San Francisco 49ers' Kyle Williams (10) fumbles a punt as New York Giants' Devin Thomas (15) recovers during overtime of the NFC Championship NFL football game Sunday, Jan. 22, 2012, in San Francisco. (AP Photo/Julie Jacobson)

Giants beat 49ers, 20-17 in overtime

SAN FRANCISCO - So that's how it ends: on a soggy field, a partisan crowd brought to silence, the 49ers stunned and morose while the visiting team rejoices after winning the NFC championship game. These Niners had been so resilient, so innovative, so good all season that it seemed the ride would go on forever. It didn't.

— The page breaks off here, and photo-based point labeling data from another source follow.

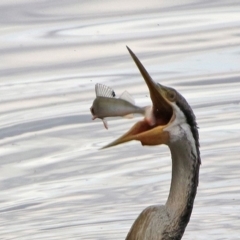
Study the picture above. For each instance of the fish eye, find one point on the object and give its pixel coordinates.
(171, 95)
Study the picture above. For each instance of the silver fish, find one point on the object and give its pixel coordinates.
(107, 105)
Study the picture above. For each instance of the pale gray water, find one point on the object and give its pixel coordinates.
(54, 182)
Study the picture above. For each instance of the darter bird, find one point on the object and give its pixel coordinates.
(175, 126)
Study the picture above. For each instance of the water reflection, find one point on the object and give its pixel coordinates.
(54, 182)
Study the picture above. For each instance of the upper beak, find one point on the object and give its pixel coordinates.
(162, 113)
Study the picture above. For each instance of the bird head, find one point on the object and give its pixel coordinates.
(169, 108)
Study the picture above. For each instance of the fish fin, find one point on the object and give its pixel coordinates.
(149, 116)
(127, 97)
(129, 115)
(104, 91)
(105, 123)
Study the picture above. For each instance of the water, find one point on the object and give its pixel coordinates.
(54, 182)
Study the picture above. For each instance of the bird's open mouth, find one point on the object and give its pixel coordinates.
(150, 131)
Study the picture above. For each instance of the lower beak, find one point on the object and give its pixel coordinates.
(162, 113)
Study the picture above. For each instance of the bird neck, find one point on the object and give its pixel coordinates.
(185, 171)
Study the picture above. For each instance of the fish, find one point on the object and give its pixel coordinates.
(107, 105)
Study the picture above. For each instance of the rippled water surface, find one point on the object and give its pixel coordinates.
(54, 182)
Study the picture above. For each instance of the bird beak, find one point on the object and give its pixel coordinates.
(162, 113)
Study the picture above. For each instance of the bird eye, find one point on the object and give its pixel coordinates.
(171, 95)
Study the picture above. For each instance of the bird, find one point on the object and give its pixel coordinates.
(175, 126)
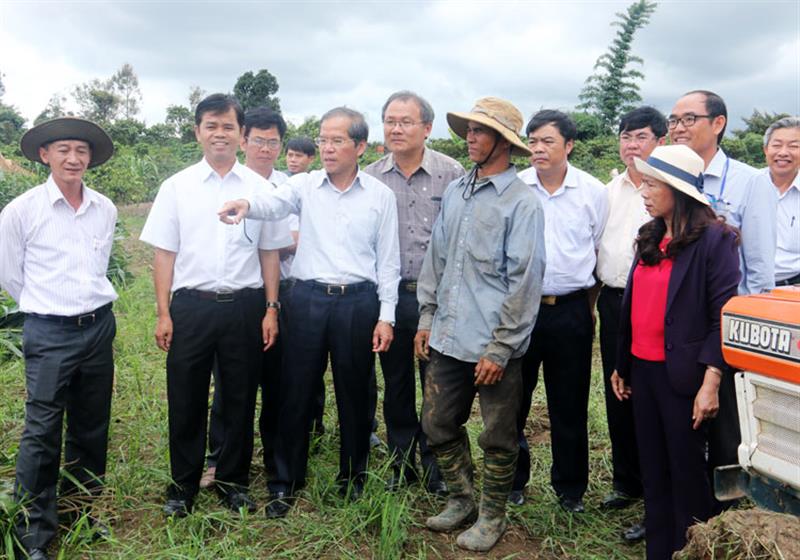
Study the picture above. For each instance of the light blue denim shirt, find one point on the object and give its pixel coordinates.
(481, 280)
(749, 202)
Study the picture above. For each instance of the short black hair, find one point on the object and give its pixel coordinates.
(264, 118)
(425, 109)
(302, 144)
(715, 107)
(358, 131)
(643, 117)
(562, 121)
(218, 103)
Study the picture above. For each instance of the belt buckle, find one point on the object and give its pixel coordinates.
(89, 317)
(225, 296)
(335, 290)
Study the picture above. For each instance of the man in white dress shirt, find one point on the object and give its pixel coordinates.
(261, 144)
(341, 300)
(782, 150)
(55, 242)
(218, 306)
(575, 208)
(640, 131)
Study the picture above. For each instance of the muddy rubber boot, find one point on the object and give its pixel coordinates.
(498, 477)
(455, 464)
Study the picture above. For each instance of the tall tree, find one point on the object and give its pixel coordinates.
(54, 108)
(196, 95)
(256, 90)
(125, 84)
(613, 88)
(97, 100)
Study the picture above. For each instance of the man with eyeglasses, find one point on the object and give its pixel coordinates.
(640, 131)
(341, 301)
(782, 151)
(575, 209)
(747, 200)
(261, 144)
(211, 303)
(418, 176)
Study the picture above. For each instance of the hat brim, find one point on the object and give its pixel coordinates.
(68, 128)
(679, 184)
(458, 123)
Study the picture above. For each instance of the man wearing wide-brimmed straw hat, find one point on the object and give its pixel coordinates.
(479, 292)
(55, 243)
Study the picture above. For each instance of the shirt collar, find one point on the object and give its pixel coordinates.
(205, 170)
(322, 179)
(570, 179)
(717, 163)
(425, 164)
(54, 194)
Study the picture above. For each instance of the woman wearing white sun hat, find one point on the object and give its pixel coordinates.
(670, 357)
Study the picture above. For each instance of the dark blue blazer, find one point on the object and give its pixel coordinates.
(705, 275)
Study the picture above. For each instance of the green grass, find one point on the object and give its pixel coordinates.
(322, 525)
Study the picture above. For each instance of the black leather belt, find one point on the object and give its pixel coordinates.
(614, 291)
(222, 296)
(789, 281)
(84, 320)
(408, 286)
(558, 300)
(338, 289)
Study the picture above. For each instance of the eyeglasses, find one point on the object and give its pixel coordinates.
(337, 142)
(272, 144)
(404, 124)
(686, 120)
(638, 139)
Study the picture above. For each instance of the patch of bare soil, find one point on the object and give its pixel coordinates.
(744, 535)
(515, 544)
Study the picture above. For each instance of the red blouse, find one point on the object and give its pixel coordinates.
(648, 308)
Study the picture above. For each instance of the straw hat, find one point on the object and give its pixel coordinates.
(68, 128)
(678, 166)
(497, 114)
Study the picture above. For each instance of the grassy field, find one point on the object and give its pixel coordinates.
(321, 526)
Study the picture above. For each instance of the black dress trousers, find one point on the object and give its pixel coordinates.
(320, 321)
(202, 330)
(562, 344)
(624, 453)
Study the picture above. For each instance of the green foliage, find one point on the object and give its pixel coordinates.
(125, 83)
(758, 123)
(12, 124)
(613, 89)
(597, 157)
(589, 126)
(256, 90)
(54, 109)
(747, 147)
(181, 122)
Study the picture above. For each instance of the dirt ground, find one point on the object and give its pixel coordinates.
(744, 535)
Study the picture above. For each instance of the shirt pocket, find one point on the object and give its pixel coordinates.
(245, 234)
(485, 244)
(101, 252)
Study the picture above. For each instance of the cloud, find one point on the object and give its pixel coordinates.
(536, 54)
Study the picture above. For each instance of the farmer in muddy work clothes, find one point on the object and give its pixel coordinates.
(479, 291)
(55, 243)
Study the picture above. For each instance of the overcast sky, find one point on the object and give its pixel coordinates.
(537, 54)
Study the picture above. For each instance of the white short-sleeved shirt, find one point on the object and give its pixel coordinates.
(278, 178)
(574, 218)
(211, 255)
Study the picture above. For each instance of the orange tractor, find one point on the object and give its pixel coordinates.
(761, 338)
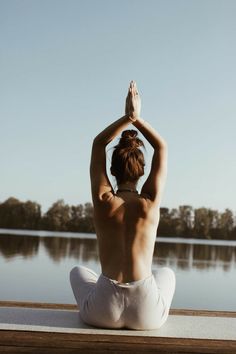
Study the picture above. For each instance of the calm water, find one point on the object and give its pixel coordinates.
(36, 268)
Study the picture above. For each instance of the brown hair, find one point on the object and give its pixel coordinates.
(127, 163)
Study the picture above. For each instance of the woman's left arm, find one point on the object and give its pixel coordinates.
(100, 184)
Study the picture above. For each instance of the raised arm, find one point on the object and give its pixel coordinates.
(100, 184)
(154, 185)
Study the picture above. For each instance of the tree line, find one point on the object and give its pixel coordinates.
(184, 221)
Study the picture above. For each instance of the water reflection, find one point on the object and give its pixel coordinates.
(181, 255)
(12, 245)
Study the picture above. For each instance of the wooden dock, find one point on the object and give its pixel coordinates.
(54, 328)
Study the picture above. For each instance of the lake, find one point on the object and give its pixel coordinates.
(35, 266)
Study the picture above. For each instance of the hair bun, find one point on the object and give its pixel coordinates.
(129, 140)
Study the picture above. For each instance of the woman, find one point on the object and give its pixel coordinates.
(126, 294)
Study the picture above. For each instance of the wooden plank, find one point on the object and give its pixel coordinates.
(35, 342)
(183, 312)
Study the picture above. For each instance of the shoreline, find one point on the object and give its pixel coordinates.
(92, 236)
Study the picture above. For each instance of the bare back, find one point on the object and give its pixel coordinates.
(126, 226)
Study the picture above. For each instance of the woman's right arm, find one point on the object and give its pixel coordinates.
(154, 185)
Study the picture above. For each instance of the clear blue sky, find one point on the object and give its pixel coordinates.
(65, 68)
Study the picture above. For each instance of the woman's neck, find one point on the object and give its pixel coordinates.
(127, 187)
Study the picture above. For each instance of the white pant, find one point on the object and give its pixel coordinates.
(142, 304)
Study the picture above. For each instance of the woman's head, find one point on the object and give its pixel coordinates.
(127, 163)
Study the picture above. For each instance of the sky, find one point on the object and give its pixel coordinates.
(65, 67)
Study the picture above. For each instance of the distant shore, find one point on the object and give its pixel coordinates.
(92, 236)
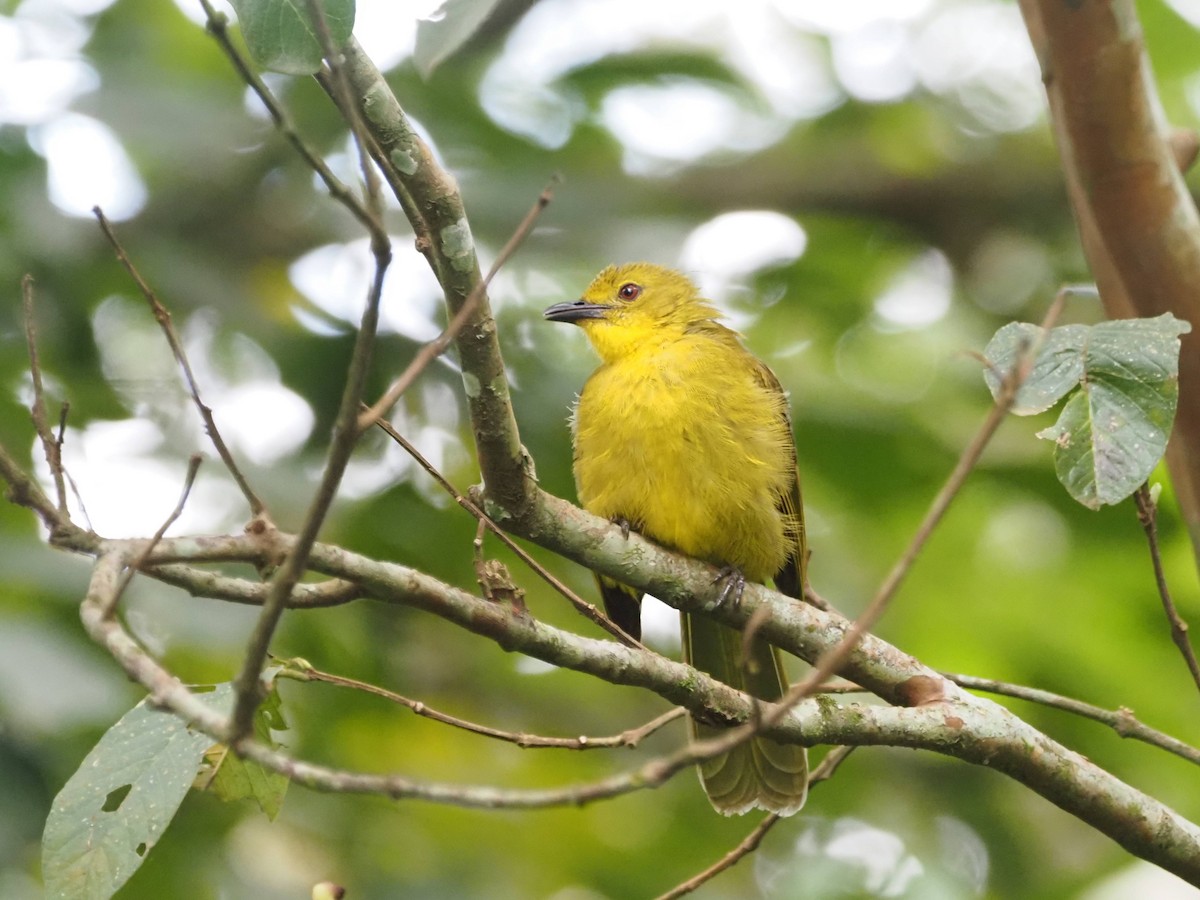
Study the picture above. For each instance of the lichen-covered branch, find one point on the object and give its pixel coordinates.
(947, 720)
(1138, 222)
(435, 208)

Who's got it better than them? As it turns out, the New York Giants, who capitalized on Kyle Williams' fumbled punt in overtime and rode Lawrence Tynes' 31-yard field goal to a 20-17 victory and an unexpected trip to Indianapolis, where they will face the New England Patriots in Super Bowl XLVI.

"This is the hardest loss of my career in football, and especially being so close, being in it the whole game," left tackle Joe Staley said in the post-game locker room Sunday, his usual buoyancy nowhere to be found. "They made one more play than we did."

It was that close.

Laboring in wet and windy conditions at Candlestick Park, both offenses played cautiously from the outset, and both defenses were ferocious. After 60 minutes of regulation play, they were tied 17-17, initiating the first overtime game in 49ers postseason history.

The Giants won the overtime coin toss, but the 49ers forced them to punt after one first down. The Niners went three-and-out. New York got the ball back and briefly moved into San Francisco territory, but defensive lineman Justin Smith ended the drive with a sack.

The 49ers were poised to take another crack at winning this thing, but Williams lost the ball while attempting to return Steve Weatherford's punt. The Giants' Devin Thomas recovered at the Niners' 24-yard line. Three plays and one delay-of-game penalty later, Tynes launched the Giants into the Super Bowl for the second time in five years.

"Regardless of how the game went, in our minds, we knew that game to be ours," 49ers linebacker Patrick Willis said. "We were going to win that game regardless of what it took, whether we had to go 100 times in overtime or win in regulation, we knew it had to be ours. ... Unfortunately, it didn't turn out that way."

Williams, a promising second-year receiver who got increased snaps because Ted Ginn was out with an injury, was responsible for another turnover, too, allowing one of Weatherford's punts to graze his leg early in the fourth quarter. The Giants took advantage on Eli Manning's 17-yard pass to Mario Manningham and went up 17-14.

But it was also Williams who was involved in erasing that deficit, returning the ensuing kickoff to the SF 45-yard line and helping set up David Akers for the 25-yard field goal that ultimately sent the game into overtime.

The Arizona State product wasn't the only culprit Sunday. The offense that looked so potent in the fourth quarter against New Orleans a week earlier went into a shell against the Giants. Alex Smith fired two touchdown passes to tight end Vernon Davis - of 73 and 28 yards - but other than those two throws was 10 of 24 for 95 yards. Smith completed just one pass to a wide receiver all day, a harmless 3-yarder to Michael Crabtree on third-and-5.

The 49ers (14-4) were dreadful on third down. They converted just 1 of 13 such opportunities, and the one they got was a gimme right before halftime. They struggled mightily with the Giants' imposing defensive line, as Smith was sacked three times and chased frequently. The Niners also came up shy on a couple of short-yardage plays.

Of course, the San Francisco defense was wreaking some havoc of its own.

The group sacked Manning six times, helping to curtail the 316 yards he accumulated on 32-for-58 passing.

The 49ers also had a call go against them. Just before the 2-minute warning, linebacker NaVorro Bowman ripped the ball out of Ahmad Bradshaw's hands deep in New York territory and safety Dashon Goldson recovered. However, officials ruled that Bradshaw's forward progress had been stopped and blew the play dead. The call could not be challenged.

The home locker room was predictably subdued afterward as the ache of the loss set in. Soon enough, though, these players will look back on a season that fell two steps short of greatness, and certainly exceeded the wildest expectations of 49ers fans in Jim Harbaugh's first year coaching the team.

"This team is not defeated by any stretch of the imagination," Harbaugh said. "A man can be destroyed but he can't be defeated as long as he knows that there's hope."